Забывая целенаправленно – а это мы делаем, выстраивая любую «большую», то есть значимую для нас, историю, что на разных уровнях будет и биографией, и историей страны или нации, – мы утверждаем единый образ прошлого, единство памяти, достигая через это возможность понимания друг друга. Ведь если все мы помним разное, то нам невозможно обращаться к одному и тому же (поскольку каждый раз мы попадаем в трудносоизмеримые контексты) и, следовательно, мы обладаем общей памятью через беспамятство о том, что надлежит забыть, то есть знать о том, что это не имеет отношения к рассказываемой в данный момент истории.

Целенаправленное забывание – всегда выстраивание иерархии памятования, научение правильному забыванию, которое идет челночным движением: я помню о том, что в данной ситуации мне не надлежит помнить об этом, – я помню о том, о чем мне надлежит забыть.
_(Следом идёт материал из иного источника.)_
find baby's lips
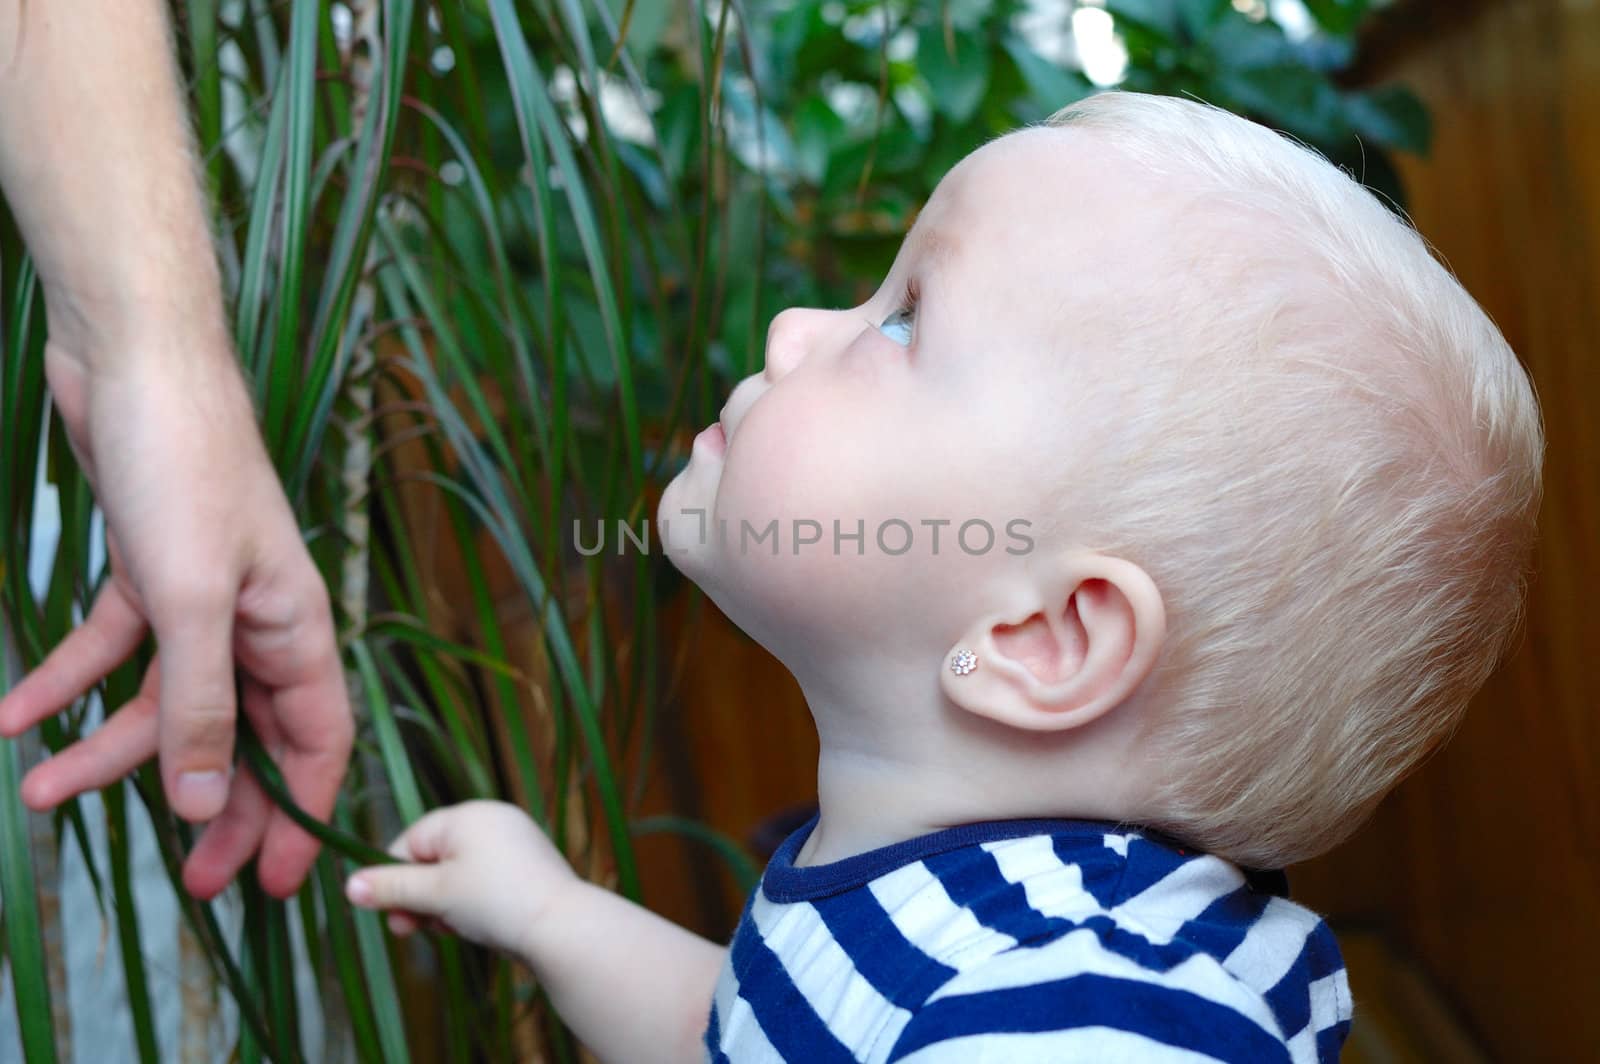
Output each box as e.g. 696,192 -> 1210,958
694,421 -> 727,455
718,377 -> 764,441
И отсюда же в любой «большой» истории присутствует ощутимый задник запрещенного к памятованию, который, поскольку он присутствует своим отсутствием, вмещает в рассказываемую историю следы «забытого».

Чем важнее забытое, тем более явственно присутствует оно как зона молчания, проговариваясь через умолчания, – как «черная дыра» фиксируется по искажениям пространства вокруг нее (начиная собственную историю «забытого», которое – как исключенное – приобретает статус «наиболее важного», в конечном счете, того, на что обернуто все стремящееся его забыть повествование).

История в многообразии своих форм – это одновременная попытка свести памятование к надлежащему и в то же время удержать от забвения то, что не удерживается памятью, всегда являющейся памятью настоящего – тем, что памятуется и забывается как действие, здесь и сейчас. История тем самым предстает как стремление удержать промежуточное – между символом и анекдотом – удержать «серую зону», научаясь различать ее оттенки.

Плоское небо

XIX век удивителен своей двойственностью. С одной стороны, век «плоского неба» и рождающихся от него плоских мыслей. Век, когда властителями дум были Ренан и какой-нибудь Кропоткин. Ведь сейчас ни того ни другого перечитывать невозможно, но тогда они были не «популярными авторами», а интеллектуальными лидерами – над ними задумывались, их комментировали… Время уверенной в себе буржуазии, с тупой (как и всякая необоснованная самоуверенность) верой в прогресс. Константина Леонтьева можно за многое не любить (он в изобилии предоставляет к тому основания), но вот нелюбовь к буржуа – в которой он смыкается с Герценом – это физиологическое отвращение. Отвращение при мысли, что ради всего этого была всемирная история – и этот самый сытый буржуа, в котелке и с «неплохой сигарой», уверенно заявляет: «Да, ради меня и была». И ничто его не тревожит, и смущения от этого он не испытывает. А если что не так – так это временно, «эволюция», равномерный прогресс все поправят (подразумевая, что, если где еще нет контр-Кука, там их вскоре откроют, построят железную дорогу, а на станции откроют буфет).

А с другой – подо всем этим совсем другая жизнь, иная мысль. Перебирая первое попавшееся: Гегель, Кьеркегор, Толстой, Лесков – это ведь тот самый XIX век. Их читают, некоторые из них даже герои своего времени – но понимают их обычно на уровне Гайма или в лучшем случае брошюры Волынского о Лескове. Эта мысль «по краям» – то, где живет совсем иное (уже не повторяющееся в XX веке, который многое из того, «по краям», сумеет прочесть куда более внятным взором, но это будет осознанием «по прехождении границы»).

Тягу к «простоте» век XIX берет от предшественника, века Просвещения, девизом которого в популярном варианте является: «На самом деле все очень просто». Это именно культ «разума» как простой линейки, которой можно все измерить, уверенность в наличии единой шкалы, которая ко всему применима. Понятно, что эпоха не сводится к подобному – Дидро или даже Гельвеций совсем не похожи на расхожий образ, но силой становится именно этот образ. Просвещение – это исчезновение не только тайны, но даже загадки. Мир принципиально прост, если же в нем что-то остается непонятным, неясным, то это лишь временные трудности, к тому же касающиеся деталей, подробностей, – главный принцип понятен, схема ясна.

Но в Просвещении это умерялось салонной культурой аристократизма. Велевшей и умирать с улыбкой. Желательно отпустив bonne mot. Пошлость бродила рядом – плоскость расхожего Просвещения обнажается в пересказе идей, избавленном от изящества стиля, играющего здесь особую роль – «допущения глубины»: афористичности, в которой фраза, ставшая самодостаточной, начинает прорастать вглубь.